Advances in large language models (LLMs) have empowered a variety of applications. However, there is still a significant gap in research when it comes to understanding and enhancing the capabilities of LLMs in the field of mental health. In this work, we present a comprehensive evaluation of multiple LLMs on various mental health prediction tasks via online text data, including Alpaca, Alpaca-LoRA, FLAN-T5, GPT-3.5, and GPT-4. We conduct a broad range of experiments, covering zero-shot prompting, few-shot prompting, and instruction fine-tuning. The results indicate a promising yet limited performance of LLMs with zero-shot and few-shot prompt designs for mental health tasks. More importantly, our experiments show that instruction finetuning can significantly boost the performance of LLMs for all tasks simultaneously. Our best-finetuned models, Mental-Alpaca and Mental-FLAN-T5, outperform the best prompt design of GPT-3.5 (25 and 15 times bigger) by 10.9% on balanced accuracy and the best of GPT-4 (250 and 150 times bigger) by 4.8%. They further perform on par with the state-of-the-art task-specific language model. We also conduct an exploratory case study on LLMs' capability on mental health reasoning tasks, illustrating the promising capability of certain models such as GPT-4. We summarize our findings into a set of action guidelines for potential methods to enhance LLMs' capability for mental health tasks. Meanwhile, we also emphasize the important limitations before achieving deployability in real-world mental health settings, such as known racial and gender bias. We highlight the important ethical risks accompanying this line of research.
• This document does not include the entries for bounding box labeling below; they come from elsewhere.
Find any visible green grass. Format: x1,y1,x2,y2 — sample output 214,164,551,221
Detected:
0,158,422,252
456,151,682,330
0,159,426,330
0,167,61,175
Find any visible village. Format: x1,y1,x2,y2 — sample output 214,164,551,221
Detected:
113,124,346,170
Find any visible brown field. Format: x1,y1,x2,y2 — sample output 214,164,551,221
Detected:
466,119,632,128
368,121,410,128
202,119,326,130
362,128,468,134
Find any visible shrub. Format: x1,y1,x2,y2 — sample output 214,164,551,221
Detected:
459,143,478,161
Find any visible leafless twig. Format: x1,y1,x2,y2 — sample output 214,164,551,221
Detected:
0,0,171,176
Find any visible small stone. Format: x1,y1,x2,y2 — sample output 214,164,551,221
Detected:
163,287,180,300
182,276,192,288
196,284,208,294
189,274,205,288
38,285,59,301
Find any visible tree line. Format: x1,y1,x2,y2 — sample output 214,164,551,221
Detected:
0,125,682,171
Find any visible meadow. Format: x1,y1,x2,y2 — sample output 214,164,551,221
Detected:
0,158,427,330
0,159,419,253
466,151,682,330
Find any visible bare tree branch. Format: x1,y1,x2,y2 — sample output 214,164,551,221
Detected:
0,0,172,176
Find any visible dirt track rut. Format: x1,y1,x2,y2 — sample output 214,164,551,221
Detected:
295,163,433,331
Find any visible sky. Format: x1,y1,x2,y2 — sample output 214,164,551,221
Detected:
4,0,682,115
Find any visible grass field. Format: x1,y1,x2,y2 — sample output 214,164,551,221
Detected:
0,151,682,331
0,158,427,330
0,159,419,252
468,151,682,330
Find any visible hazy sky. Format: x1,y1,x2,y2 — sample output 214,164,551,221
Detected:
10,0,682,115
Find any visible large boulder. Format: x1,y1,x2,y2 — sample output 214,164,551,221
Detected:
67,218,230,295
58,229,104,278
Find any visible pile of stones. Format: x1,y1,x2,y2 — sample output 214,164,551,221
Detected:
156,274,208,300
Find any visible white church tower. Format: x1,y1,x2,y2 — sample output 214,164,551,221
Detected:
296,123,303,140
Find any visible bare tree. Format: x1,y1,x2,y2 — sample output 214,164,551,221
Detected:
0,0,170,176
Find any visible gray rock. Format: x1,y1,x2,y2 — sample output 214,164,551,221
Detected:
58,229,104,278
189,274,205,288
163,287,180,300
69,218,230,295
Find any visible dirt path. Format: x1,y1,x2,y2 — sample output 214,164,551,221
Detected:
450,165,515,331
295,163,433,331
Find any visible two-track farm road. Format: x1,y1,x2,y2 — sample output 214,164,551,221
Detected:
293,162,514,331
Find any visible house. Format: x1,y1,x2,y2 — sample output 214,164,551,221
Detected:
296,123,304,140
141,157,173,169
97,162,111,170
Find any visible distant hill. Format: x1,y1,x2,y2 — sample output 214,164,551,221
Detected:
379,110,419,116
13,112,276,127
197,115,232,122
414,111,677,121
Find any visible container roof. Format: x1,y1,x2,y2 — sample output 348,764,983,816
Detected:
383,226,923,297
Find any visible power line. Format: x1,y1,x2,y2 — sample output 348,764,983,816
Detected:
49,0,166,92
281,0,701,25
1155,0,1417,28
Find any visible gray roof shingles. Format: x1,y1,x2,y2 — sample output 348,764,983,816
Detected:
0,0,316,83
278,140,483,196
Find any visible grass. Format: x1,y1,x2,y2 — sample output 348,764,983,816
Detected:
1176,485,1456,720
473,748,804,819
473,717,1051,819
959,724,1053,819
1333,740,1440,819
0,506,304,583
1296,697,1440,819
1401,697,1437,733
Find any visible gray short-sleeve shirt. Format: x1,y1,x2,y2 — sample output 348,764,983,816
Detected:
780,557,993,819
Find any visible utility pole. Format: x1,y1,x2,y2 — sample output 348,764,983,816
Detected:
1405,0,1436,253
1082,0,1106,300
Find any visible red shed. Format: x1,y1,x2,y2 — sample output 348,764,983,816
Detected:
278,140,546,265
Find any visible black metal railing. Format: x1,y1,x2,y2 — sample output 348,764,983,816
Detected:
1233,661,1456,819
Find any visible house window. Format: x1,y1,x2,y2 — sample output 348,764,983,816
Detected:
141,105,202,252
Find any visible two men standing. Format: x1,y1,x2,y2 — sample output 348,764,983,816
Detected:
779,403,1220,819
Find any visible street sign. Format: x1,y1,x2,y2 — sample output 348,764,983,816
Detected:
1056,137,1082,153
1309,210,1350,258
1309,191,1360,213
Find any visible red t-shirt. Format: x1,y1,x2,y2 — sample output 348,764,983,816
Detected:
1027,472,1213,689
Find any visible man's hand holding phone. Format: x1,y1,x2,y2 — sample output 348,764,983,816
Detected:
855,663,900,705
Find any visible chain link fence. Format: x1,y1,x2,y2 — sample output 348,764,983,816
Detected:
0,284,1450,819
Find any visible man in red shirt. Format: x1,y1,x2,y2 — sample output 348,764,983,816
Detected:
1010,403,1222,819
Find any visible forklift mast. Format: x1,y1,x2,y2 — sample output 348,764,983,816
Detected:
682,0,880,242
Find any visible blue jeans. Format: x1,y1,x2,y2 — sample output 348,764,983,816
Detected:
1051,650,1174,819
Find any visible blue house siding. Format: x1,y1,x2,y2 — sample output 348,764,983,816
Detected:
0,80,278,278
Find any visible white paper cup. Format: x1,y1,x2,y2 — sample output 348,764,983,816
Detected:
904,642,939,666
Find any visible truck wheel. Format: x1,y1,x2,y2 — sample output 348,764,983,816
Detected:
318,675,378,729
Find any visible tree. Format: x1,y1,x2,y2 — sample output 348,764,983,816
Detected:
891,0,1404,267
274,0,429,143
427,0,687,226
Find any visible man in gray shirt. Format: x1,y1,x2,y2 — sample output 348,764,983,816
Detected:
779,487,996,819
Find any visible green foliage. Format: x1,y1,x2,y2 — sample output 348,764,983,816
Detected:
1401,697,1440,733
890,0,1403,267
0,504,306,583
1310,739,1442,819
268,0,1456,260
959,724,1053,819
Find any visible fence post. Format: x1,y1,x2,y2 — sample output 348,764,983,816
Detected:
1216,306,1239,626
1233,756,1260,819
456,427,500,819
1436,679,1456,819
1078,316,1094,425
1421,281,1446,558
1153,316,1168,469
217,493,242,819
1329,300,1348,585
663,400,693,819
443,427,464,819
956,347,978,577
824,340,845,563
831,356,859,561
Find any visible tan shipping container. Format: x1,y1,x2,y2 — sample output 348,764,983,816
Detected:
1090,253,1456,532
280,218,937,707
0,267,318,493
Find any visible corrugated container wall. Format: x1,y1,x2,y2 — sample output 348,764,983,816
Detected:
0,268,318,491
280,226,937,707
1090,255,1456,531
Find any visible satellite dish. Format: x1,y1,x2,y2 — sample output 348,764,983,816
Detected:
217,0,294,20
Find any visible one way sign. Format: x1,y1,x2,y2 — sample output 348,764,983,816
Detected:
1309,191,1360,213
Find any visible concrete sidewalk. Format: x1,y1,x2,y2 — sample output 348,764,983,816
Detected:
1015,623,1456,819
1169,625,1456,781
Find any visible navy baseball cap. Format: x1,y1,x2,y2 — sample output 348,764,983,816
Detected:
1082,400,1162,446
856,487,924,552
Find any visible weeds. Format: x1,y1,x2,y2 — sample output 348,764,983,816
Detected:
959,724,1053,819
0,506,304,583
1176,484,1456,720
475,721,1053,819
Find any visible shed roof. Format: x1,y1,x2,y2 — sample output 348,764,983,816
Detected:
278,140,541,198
翻译：大型语言模型（LLM）的进步推动了多种应用的发展。然而，在理解和增强LLM在心理健康领域能力的研究方面仍存在显著差距。本研究通过在线文本数据，对多种LLM（包括Alpaca、Alpaca-LoRA、FLAN-T5、GPT-3.5和GPT-4）在各类心理健康预测任务上进行了全面评估。我们开展了一系列广泛实验，涵盖零样本提示、少样本提示及指令微调。结果表明，LLM在心理健康任务中采用零样本和少样本提示设计时表现虽具潜力但仍有限。更重要的是，我们的实验显示，指令微调能同时显著提升LLM在所有任务中的性能。我们最优的微调模型Mental-Alpaca和Mental-FLAN-T5在平衡准确率上分别超越最佳提示设计的GPT-3.5（体积大25倍和15倍）10.9%，以及最优的GPT-4（体积大250倍和150倍）4.8%。这些模型进一步达到了与当前最先进的任务专用语言模型相当的性能。我们针对LLM在心理健康推理任务中的能力进行了探索性案例研究，展示了GPT-4等特定模型的可观潜力。我们将发现总结为一套行动指南，提出增强LLM在心理健康任务中能力的潜在方法。同时，我们也强调了在实现真实世界心理健康环境部署前需克服的重要局限，例如已知的种族和性别偏见，并指出了伴随该研究领域的重要伦理风险。